Marcos Arbeitman, secretário estadual de Turismo de São Paulo
Indústria do otimismo
Porque o Brasil não afundou após o carnaval nem vai acabar antes do Natal, a indústria do turismo registra, nesta trégua de julho, um movimento maior que o esperado nas estradas, nos aeroportos, nas estâncias de inverno, nas festanças nordestinas, nos hotéis, nos aviões e nos endereços e eventos de lazer, cultura e showbizz. Um ganho real de mercado de aproximadamente 7% sobre julho do ano passado, segundo os sensores da Embratur.

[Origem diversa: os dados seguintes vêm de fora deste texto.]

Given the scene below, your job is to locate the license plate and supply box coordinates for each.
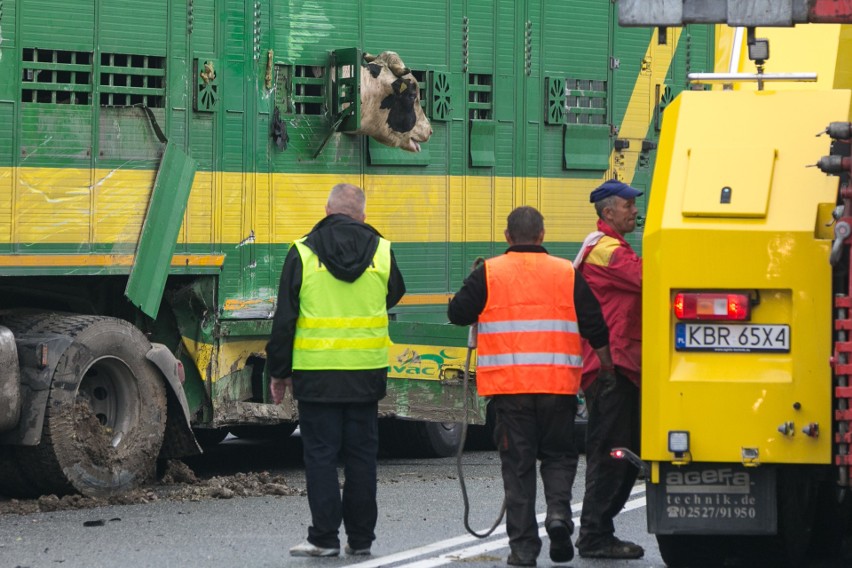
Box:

O aquecimento do turismo interno nesta safra de inverno também guarda relação com o ajuste cambial do primeiro semestre. A desvalorização acumulada do real, da ordem de 45% agora em julho, explica a reversão do turismo para fora em proveito do turismo aqui por dentro. Além do fluxo maior de estrangeiros, desde o carnaval da perplexidade nacional, dólar então acima de R$ 2,00.
Apuração da Embratur, ajudada pela Associação Brasileira dos Agentes de Viagens (Abav), revela que o total das vendas de pacotes turísticos domésticos ultrapassou, em valor, o total dos pacotes internacionais - pela primeira vez desde a estréia do Real. Tomando-se o comparativo do primeiro semestre, os pacotes externos declinaram do pico de 72% do bolo, em 1996, para 51% ano passado e para 40% este ano. Os pacotes domésticos, portanto, saltaram, no período, de 28% para 60%. Provavelmente, a caminho de 75% em 2001.

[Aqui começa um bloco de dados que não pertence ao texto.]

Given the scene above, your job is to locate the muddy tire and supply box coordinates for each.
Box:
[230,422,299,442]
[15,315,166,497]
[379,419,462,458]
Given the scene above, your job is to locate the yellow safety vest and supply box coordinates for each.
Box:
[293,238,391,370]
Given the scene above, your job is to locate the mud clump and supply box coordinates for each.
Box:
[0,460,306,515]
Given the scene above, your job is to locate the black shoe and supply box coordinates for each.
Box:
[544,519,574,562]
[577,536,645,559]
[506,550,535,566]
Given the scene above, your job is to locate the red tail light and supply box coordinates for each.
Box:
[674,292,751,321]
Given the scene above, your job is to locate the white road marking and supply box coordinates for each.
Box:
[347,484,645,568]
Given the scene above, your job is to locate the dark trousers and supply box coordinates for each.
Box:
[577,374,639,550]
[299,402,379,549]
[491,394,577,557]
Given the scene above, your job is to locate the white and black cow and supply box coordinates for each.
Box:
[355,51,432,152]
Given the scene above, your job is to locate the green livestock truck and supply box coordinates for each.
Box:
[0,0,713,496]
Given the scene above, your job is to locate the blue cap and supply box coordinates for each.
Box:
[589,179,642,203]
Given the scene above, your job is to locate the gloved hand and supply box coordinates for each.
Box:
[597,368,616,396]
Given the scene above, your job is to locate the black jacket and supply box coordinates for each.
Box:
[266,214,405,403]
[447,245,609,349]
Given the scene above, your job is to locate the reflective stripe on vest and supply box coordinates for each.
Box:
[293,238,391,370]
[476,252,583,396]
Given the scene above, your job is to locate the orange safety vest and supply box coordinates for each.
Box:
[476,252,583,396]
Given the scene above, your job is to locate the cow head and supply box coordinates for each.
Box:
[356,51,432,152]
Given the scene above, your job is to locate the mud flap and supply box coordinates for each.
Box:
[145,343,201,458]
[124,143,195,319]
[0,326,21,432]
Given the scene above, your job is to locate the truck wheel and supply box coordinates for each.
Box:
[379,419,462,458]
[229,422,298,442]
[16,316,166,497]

Na recepção de turistas estrangeiros (incluídos os visitantes a negócio e a trabalho), a Embratur espera alcançar, este ano, perto de 5,1 milhões, contra 4,8 milhões no ano passado. Ou 3 milhões em 1994. A receita cambial pode cravar o recorde de US$ 4 bilhões.
No desembarque de estrangeiros, ainda não dá para soltar rojão de quermesse, diz Caio Luiz de Carvalho, presidente da Embratur. Já dobramos a recepção externa no Plano Real e temos de aumentar esse resultado em mais 50% em três anos, se tanto. Nossa fatia no mercado global do turismo além-fronteira não deve passar, este ano, de 0,8%. Em todo o mundo, esse mercado ensaia movimentar, este ano, cerca de US$ 450 bilhões.
O turismo doméstico, nos 178 países rastreados pela Organização Mundial de Turismo (OMT), pode totalizar US$ 3,1 trilhões em 1999. A fatia brasileira aproxima-se de 1,2%, com US$ 37 bilhões no fluxo doméstico - se confirmado para todo o ano o ganho real de 7% estimado agora de janeiro a julho. O detalhe: no estoque de empregos sustentados pelo turismo e derivados, a participação brasileira sobe para 2,1% do inventário global. Ou 5 milhões de empregos no Brasil para 260 milhões em todo o mundo.
Secos & Molhados
Acelerando
- Estudo da OMT sobre tendências do mercado turístico nas três Américas aponta para o Brasil um crescimento de 10% ao ano no triênio 2000/2001. Nessa toada, o mercado brasileiro dobra de tamanho até 2007.
Infra-estrutura
- Novos projetos turísticos em andamento no País totalizam investimentos de US$ 6,8 bilhões. Dos quais, US$ 1,3 bilhão de grupos estrangeiros. Cerca de US$ 1,7 bilhão de projetos de infra-estrutura básica no Nordeste, Amazônia e Pantanal.
Reviravolta
- De abril para cá, reativação pirotécnica no turismo de eventos e negócios, prato de resistência da hotelaria da Grande São Paulo e arredores. Em média, as empresas reservam 7% dos custos totais para viagens e representação.
Novo salto
- A reversão das expectativas é o motor de ignição do novo salto do turismo corporativo. Mercado avaliado em 22% do turismo brasileiro total, segundo Amaury Caldeira, presidente do Fórum de Agências Especializadas em Contas Correntes.